Bill to ban spot appeals would eliminate the Pennsylvania ‘newcomer tax’
By Anthony Hennen
The Center Square
The practice of spot appeals to reassess property taxes after a sale may be coming to an end in Pennsylvania.
While the state’s uniformity clause prevents individual properties from being singled out, that has not stopped some school districts in appealing assessments when a house is sold.
The Senate Urban Affairs & Housing Committee met to advance HB297, sponsored by Sen. David Argall, R-Berks/Schuylkill, that treats spot appeals as spot reassessments, which is prohibited by state law.
“My legislation will remove a taxing jurisdiction’s ability to appeal the assessment of a property based solely on the sale of the property,” Argall wrote in a legislative memo. “Taxing authorities may only appeal an assessment when the property has gone through a countywide reassessment, been divided into smaller parcels, or a change in the productive use of the property has occurred.”

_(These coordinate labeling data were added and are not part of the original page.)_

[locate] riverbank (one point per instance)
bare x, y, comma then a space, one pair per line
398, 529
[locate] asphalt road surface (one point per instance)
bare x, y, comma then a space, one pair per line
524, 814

“School districts, in particular, have been very aggressive in the use of this practice. Spot appeals can increase taxes on residential properties drastically,” Argall noted. “Two local residents have had their taxes raised through this unfair practice by $8,000 and $6,000, respectively. Furthermore, property owners in certain school districts fear making any improvements to the exterior of their property due to aggressive spot appeals and higher property taxes.”
Allegheny County has attracted media attention for using spot appeals, where it is sometimes referred to as a “newcomer tax.” Property values have gone up, and some school districts want to boost tax revenues with spot appeals, realizing increases before the next reassessment.
“I think it is a very well-intentioned bill that actually gets at a number of different issues we face,” said Sen. Nikil Saval, D-Philadelphia. Saval, however, did not endorse the bill.
“I believe that there is a more comprehensive solution to this,” Saval said. “We could have more reliable countywide assessments.”
Countywide reassessments vary greatly, and state law leaves the timing of reassessments up to the counties. Allegheny County hasn’t held a countywide reassessment since 2013, and some counties, such as Mercer County, have not reassessed property since the 1970s, for example.
Pennsylvania is one of nine states that has no state property reassessment requirement, according to the Tax Foundation.
“The combination of infrequent reassessment with rate increases shifts the property tax burden away from those whose property has been appreciating onto those whose property values have been declining,” Justin Higginbottom of the Tax Foundation noted.